The genome of MAS152 consists of a 7,026,323 bp circular chromosome with a GC content of 65.89% and is identified as MLST sequence type ST357. The plasmid, pMAS152, 422,428 bp with 56.63% GC content, has 538 predicted coding sequences, of which 72% encode proteins of undetermined function (Figure 1 and Table S2). Comparing the complete sequence of pMAS152 with the plasmid sequence in Genbank, pMAS152 has the highest similarity to the plasmid pSE5388-PER (accession number: MT598646.1) from P. aeruginosa stain SE5388 (both identity and coverage can reach 99%). In addition, pMAS152 has high similarity with the plasmids pTJPa150 (CP094678.1), pBT2436 (CP039989.1), and pP9Me1 (CP118639.1), all carried by P. aeruginosa and isolated from China, Thailand, and Egypt (Figure 1). The main difference between the plasmid pMAS152 and its similar plasmids lies in the region where the resistance genes gather, as well as the region where conjugation-related genes are distributed.

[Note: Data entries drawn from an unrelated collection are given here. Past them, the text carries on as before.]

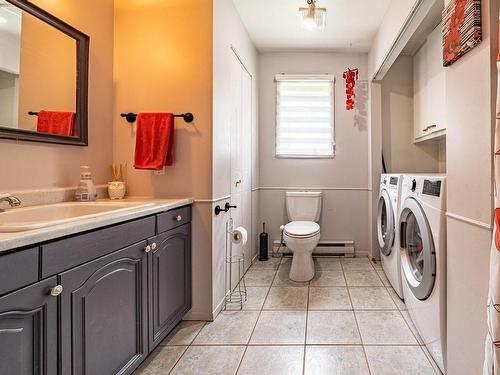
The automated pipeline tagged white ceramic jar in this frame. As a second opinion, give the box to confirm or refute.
[108,181,126,199]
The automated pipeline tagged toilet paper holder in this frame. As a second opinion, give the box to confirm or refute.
[214,202,238,215]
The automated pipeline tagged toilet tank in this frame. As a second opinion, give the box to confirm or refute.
[286,191,322,221]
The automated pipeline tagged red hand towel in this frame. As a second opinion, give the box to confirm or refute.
[36,111,75,136]
[134,113,174,170]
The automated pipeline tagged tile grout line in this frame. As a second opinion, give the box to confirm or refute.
[167,322,207,374]
[302,274,310,375]
[234,258,283,375]
[341,262,372,375]
[168,346,191,374]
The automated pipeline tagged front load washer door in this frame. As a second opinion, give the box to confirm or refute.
[399,198,436,300]
[377,189,395,256]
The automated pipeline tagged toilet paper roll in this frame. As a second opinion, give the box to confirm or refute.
[231,227,248,245]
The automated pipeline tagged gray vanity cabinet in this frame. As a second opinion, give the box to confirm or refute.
[60,241,148,375]
[0,206,191,375]
[0,277,57,375]
[149,224,191,350]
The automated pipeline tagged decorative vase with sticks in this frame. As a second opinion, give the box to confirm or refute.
[108,164,126,199]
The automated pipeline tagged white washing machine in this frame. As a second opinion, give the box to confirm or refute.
[377,174,403,299]
[399,175,446,373]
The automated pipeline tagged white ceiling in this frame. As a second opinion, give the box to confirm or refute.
[233,0,397,52]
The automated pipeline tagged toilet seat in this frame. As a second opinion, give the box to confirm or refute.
[284,221,320,238]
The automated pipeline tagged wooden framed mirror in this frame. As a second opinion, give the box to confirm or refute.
[0,0,90,146]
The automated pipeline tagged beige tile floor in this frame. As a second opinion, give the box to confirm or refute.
[136,258,439,375]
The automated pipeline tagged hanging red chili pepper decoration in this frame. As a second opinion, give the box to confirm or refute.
[342,68,358,111]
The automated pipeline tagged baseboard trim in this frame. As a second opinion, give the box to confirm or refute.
[446,212,493,231]
[182,311,214,322]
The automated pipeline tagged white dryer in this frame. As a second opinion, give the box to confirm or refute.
[377,174,403,299]
[399,175,446,373]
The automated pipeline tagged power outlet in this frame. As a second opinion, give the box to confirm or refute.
[153,167,165,176]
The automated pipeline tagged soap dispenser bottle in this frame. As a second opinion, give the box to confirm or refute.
[75,165,97,202]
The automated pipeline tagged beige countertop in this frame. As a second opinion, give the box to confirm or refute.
[0,197,194,252]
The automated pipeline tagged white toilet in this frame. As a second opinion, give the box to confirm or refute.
[283,191,322,282]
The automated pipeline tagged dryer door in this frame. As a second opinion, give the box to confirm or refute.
[377,189,395,256]
[399,198,436,300]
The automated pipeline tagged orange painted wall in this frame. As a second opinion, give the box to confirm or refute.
[113,0,213,319]
[114,0,212,199]
[0,0,113,191]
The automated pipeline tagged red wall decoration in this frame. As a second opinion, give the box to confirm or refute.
[342,68,358,111]
[443,0,482,66]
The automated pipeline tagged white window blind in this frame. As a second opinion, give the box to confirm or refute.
[276,74,335,158]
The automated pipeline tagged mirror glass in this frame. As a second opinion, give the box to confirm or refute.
[0,0,86,143]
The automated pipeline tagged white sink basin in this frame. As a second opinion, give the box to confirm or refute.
[0,202,153,233]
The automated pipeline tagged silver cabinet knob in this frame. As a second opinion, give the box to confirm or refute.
[50,285,63,297]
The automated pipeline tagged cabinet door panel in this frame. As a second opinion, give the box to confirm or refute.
[413,44,428,139]
[0,277,57,375]
[149,224,191,350]
[61,242,148,375]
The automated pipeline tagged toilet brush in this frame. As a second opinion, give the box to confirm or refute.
[259,223,269,261]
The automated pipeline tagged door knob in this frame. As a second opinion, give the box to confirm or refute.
[50,285,63,297]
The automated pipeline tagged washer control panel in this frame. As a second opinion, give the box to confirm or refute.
[422,180,441,197]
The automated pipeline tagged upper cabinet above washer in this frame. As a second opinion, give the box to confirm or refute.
[413,24,447,142]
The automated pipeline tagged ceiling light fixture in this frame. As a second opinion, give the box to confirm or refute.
[299,0,326,30]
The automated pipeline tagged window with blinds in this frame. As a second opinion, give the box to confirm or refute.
[276,74,335,158]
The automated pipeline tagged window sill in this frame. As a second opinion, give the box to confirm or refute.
[274,155,335,159]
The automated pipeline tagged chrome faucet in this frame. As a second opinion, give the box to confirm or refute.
[0,193,21,207]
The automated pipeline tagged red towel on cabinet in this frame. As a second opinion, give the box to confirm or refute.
[36,111,75,136]
[134,113,174,170]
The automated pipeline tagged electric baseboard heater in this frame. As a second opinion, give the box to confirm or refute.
[273,240,355,258]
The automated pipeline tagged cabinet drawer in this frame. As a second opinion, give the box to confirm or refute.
[158,206,191,233]
[42,217,155,277]
[0,247,38,294]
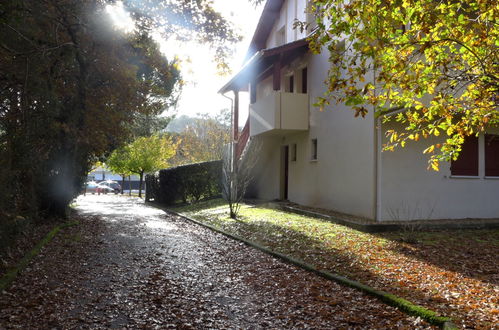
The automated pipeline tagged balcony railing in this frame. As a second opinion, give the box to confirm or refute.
[250,91,309,136]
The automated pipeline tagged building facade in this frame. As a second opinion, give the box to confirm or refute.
[220,0,499,221]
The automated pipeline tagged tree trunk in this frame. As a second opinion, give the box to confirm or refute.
[128,175,132,196]
[121,174,125,195]
[139,171,144,198]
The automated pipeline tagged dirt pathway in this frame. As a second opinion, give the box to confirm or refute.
[0,195,432,329]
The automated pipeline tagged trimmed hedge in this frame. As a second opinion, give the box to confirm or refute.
[146,160,222,205]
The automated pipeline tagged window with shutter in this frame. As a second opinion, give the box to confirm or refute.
[485,134,499,176]
[450,136,478,176]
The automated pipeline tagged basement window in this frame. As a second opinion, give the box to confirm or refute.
[291,143,297,162]
[485,134,499,177]
[310,139,317,160]
[450,136,478,176]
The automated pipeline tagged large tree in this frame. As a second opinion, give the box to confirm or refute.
[174,110,230,165]
[0,0,240,217]
[124,135,178,197]
[310,0,499,170]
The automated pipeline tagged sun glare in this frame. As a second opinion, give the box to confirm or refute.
[106,1,135,32]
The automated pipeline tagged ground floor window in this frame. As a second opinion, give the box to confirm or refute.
[450,136,478,176]
[310,139,317,160]
[485,134,499,176]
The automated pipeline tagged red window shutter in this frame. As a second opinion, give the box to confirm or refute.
[450,136,478,176]
[485,134,499,176]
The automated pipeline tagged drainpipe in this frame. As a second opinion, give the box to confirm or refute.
[376,109,406,221]
[376,116,383,222]
[220,93,236,199]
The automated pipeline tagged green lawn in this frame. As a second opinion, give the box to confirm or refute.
[172,199,499,327]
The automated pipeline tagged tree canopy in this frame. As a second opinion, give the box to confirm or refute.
[174,111,230,165]
[0,0,237,217]
[124,135,177,197]
[310,0,499,170]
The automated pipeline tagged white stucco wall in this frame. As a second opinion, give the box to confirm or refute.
[381,123,499,220]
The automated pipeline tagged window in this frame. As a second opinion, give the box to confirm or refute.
[291,143,296,162]
[288,76,295,93]
[276,26,286,47]
[450,136,478,176]
[301,68,308,94]
[311,139,317,160]
[485,134,499,176]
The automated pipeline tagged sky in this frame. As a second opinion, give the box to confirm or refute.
[104,0,263,126]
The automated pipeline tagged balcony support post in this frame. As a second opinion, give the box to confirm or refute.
[272,54,282,91]
[232,90,239,142]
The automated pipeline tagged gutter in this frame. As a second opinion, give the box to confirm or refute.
[218,50,264,95]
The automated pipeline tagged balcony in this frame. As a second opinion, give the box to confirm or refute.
[250,91,309,136]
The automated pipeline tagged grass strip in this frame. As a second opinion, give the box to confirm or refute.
[165,208,458,330]
[0,221,78,292]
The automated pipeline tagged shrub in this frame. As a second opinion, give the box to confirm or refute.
[146,160,222,205]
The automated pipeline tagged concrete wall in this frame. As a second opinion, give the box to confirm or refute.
[381,123,499,220]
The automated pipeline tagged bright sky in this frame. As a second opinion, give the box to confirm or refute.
[108,0,263,126]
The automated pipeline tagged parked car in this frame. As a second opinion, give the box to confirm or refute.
[85,181,99,194]
[85,181,117,194]
[99,180,121,194]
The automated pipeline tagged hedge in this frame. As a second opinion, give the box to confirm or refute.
[146,160,222,205]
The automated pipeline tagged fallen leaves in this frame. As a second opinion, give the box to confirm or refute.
[179,200,499,328]
[0,196,429,329]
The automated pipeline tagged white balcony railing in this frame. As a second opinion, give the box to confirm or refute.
[250,91,309,136]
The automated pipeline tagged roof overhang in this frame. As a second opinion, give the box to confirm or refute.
[246,0,284,59]
[218,39,308,94]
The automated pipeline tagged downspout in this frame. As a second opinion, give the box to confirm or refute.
[376,116,383,222]
[374,107,406,222]
[220,93,235,171]
[224,93,236,201]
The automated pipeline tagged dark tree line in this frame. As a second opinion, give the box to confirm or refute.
[0,0,237,220]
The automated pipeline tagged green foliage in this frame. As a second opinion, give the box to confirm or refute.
[310,0,499,170]
[0,0,237,220]
[127,135,177,174]
[146,161,222,205]
[174,110,230,165]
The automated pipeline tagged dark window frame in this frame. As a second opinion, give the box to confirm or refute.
[484,134,499,177]
[450,136,480,177]
[310,138,318,160]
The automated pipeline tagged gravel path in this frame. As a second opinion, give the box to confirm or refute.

Plasmid pMAS152 is classified under the incompatibility group IncpP-2A and contains a sole RIP (replication initiation protein) gene (repP-2A) with a nucleotide sequence exhibiting 100% identity to the RIP gene found in the plasmid Rms139 (accession number: LC653116.1). In addition, the plasmid pMAS152 backbone contains partitioning (parA, parB, and parM) and transfer (traB, traV, and virB4) genes. Importantly, there is a pair of type II TA systems on the plasmid pMAS152, SlvT/SlvA, which is 100% homologous to SlvT/SlvA on the plasmid pTTS12 (accession number: CP009975.1) carried by P. putida S12, which can maintain plasmid stability. Furthermore, the plasmid pMAS152 carries twitching motility genes (chpA, pilJ, pilB, and pilT), chemotaxis genes (cheB, cheR, and cheY), and heavy metal tellurium resistance genes (terABCD).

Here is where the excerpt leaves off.